Вернувшись в патио с блюдом филе-миньонов, Чак обнаружил плакавших и одновременно смеявшихся женщин в объятиях друг друга, но никак не отреагировал. Поскольку видел все это сто тысяч раз.
24
Буквы адреса выцвели до неузнаваемости, но Сидда сразу же узнала неразборчивые иероглифы Вилетты Ллойд, чернокожей женщины, работавшей у ее родителей сколько она себя помнила. Конверт был таким тонким, что сквозь него просвечивали буквы.
«1 декабря 1957 г.
Дорогая мисс Виви Уокер!
У меня выдалась свободная минутка, вот я и решила написать и поблагодарить за кашемировое паль-то, которое вы мне подарили. Оно теплое и красивое. Я выпустила рукава и подол, и теперь оно мне в самый раз. Мы с Чейни в порядке и посылам вам привет. Молимся за вас и надеемся, что у вас и ваших родных все хорошо.
С любовью
миссис Вилетта Т. Ллойд».
Как отличалось это письмо от остальных в альбоме! Написано на дешевой линованной бумаге, с обмахрившимся краем в том месте, где было вырвано из блокнота.
Сидда проверила дату на письме. Что побудило мать подарить Вилетте кашемировое пальто? Неужели то самое длинное мягкое кремовое пальто, которое Вилетта носила много лет?
Все еще не выпуская письма, Сидда ушла на кухню, решая, не стоит ли приготовить поесть. Она почти ощущала странную смесь запахов, присущих одной Вилетте: моющих средств «Эйджакс» и чая «Липтон». Представила статную высокую негритянку, которая кормила ее, одевала, стирала штанишки, играла с ней, пела и с нежностью выслушивала болтовню. Она вспомнила о письмах, написанных тем же небрежным почерком. Вспомнила, что каждый раз, когда говорила с ней по телефону, Вилетта твердила:
— О, мы так скучаем по вас здесь, в Пекан-Гроув!
Вспомнила ее шестифутовую фигуру, слегка смахивающие на индейские черты лица и затосковала по женщине, ставшей для нее второй матерью.

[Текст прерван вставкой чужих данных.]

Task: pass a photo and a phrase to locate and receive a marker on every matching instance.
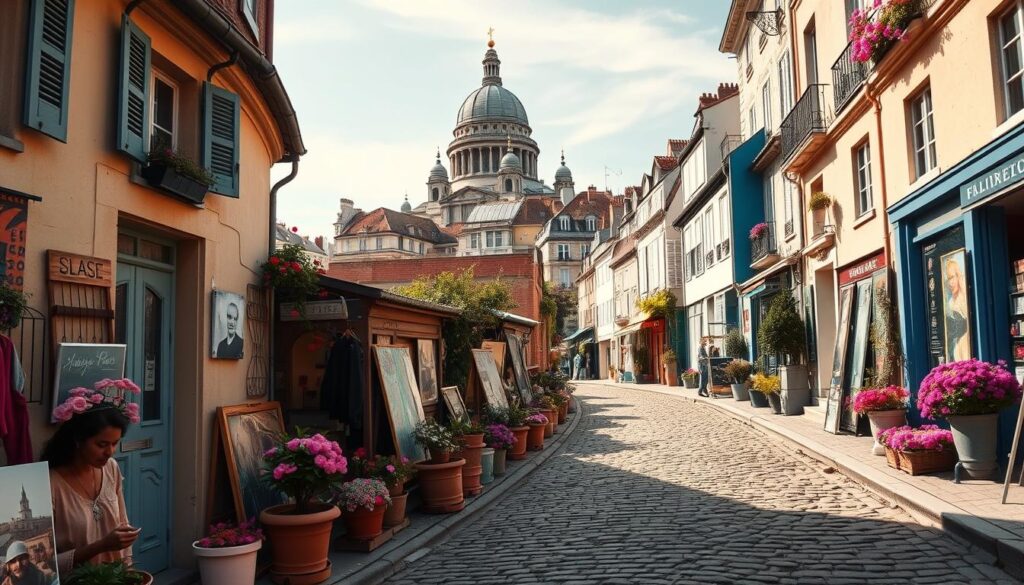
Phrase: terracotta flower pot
(440, 486)
(395, 513)
(472, 446)
(364, 524)
(299, 543)
(535, 441)
(500, 460)
(439, 456)
(227, 565)
(518, 451)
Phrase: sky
(377, 85)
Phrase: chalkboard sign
(401, 398)
(84, 365)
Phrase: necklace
(97, 514)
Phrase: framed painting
(401, 399)
(247, 431)
(426, 357)
(226, 325)
(491, 381)
(454, 403)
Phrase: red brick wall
(519, 270)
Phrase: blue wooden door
(144, 310)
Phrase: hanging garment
(13, 409)
(341, 390)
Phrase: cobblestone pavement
(652, 489)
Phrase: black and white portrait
(226, 325)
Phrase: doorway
(143, 318)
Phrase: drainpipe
(270, 249)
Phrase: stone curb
(395, 560)
(982, 536)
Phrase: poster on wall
(947, 290)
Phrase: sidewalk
(970, 510)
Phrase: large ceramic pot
(364, 524)
(535, 441)
(975, 440)
(472, 446)
(518, 451)
(440, 487)
(739, 392)
(487, 466)
(227, 565)
(395, 513)
(299, 543)
(884, 420)
(500, 460)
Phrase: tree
(477, 300)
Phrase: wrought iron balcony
(806, 118)
(763, 250)
(848, 76)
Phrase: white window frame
(175, 107)
(862, 164)
(1017, 12)
(922, 118)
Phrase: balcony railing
(848, 76)
(806, 117)
(764, 245)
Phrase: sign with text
(994, 180)
(84, 365)
(68, 267)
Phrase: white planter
(884, 420)
(228, 565)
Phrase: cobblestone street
(652, 489)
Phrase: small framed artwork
(226, 325)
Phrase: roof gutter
(263, 73)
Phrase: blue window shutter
(48, 67)
(133, 91)
(220, 138)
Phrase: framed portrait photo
(226, 325)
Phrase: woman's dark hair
(60, 449)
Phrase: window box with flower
(227, 553)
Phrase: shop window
(862, 162)
(1012, 59)
(923, 132)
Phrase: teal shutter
(48, 67)
(220, 138)
(133, 91)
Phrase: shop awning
(586, 332)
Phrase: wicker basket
(892, 457)
(919, 462)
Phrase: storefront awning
(586, 332)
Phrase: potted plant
(538, 423)
(363, 502)
(669, 365)
(305, 468)
(885, 408)
(690, 377)
(500, 437)
(227, 552)
(770, 387)
(469, 436)
(925, 450)
(440, 477)
(970, 394)
(739, 372)
(176, 173)
(12, 303)
(781, 333)
(116, 573)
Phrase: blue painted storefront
(969, 197)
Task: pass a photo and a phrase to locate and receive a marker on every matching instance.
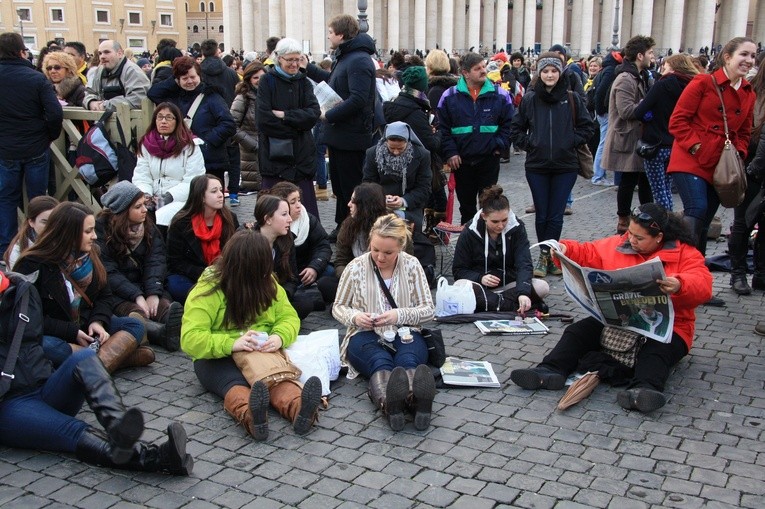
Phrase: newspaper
(327, 97)
(629, 298)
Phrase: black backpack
(99, 159)
(22, 359)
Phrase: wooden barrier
(67, 178)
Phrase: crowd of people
(167, 262)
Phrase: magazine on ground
(468, 373)
(628, 298)
(517, 327)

Вилетта сначала сидела по вечерам с детьми Уокеров, с тех пор как Сидде исполнилось три года, и только потом стала горничной в их доме. Но слово «горничная» далеко не полно описывало то, кем Вилетта была для Сидды. Вынужденная обстоятельствами заботиться о детях Уокеров больше, чем о собственных, Вилетта любила Сидду, несмотря на нищенское жалованье, которое получала за целые дни, а частенько и ночи, проведенные в этом доме. Живя через дорогу, в убогом домишке, с мужем Чейни и двумя дочерьми, Вилетта дарила девочке океан доброты и внимания, что было просто чудом, учитывая ее отношения с родителями Сидды.
Из всех несказанных жестокостей расизма, по мнению Сидды, выделялась одна — неписаное правило, по которому, достигая определенного возраста, дети обязаны отказываться от той страстной любви, которую питают к чернокожим женщинам, их вырастившим. Предполагается, что они должны заменить эту любовь сентиментальной снисходительной симпатией. Что должны позволить не слишком тщательно скрываемой ревности матерей затмить то, что чувствуют к женщинам, выполняющим в их домах обязанности горничной.
Что-то в истории с кашемировым пальто беспокоило Сидду. Когда-то, много лет назад, она мечтала увидеть стоявшую в дверях мать. Та расстегивала пальто и оказывалась совсем голой, с испещренной ранами кожей, словно упала на ложе из ножей.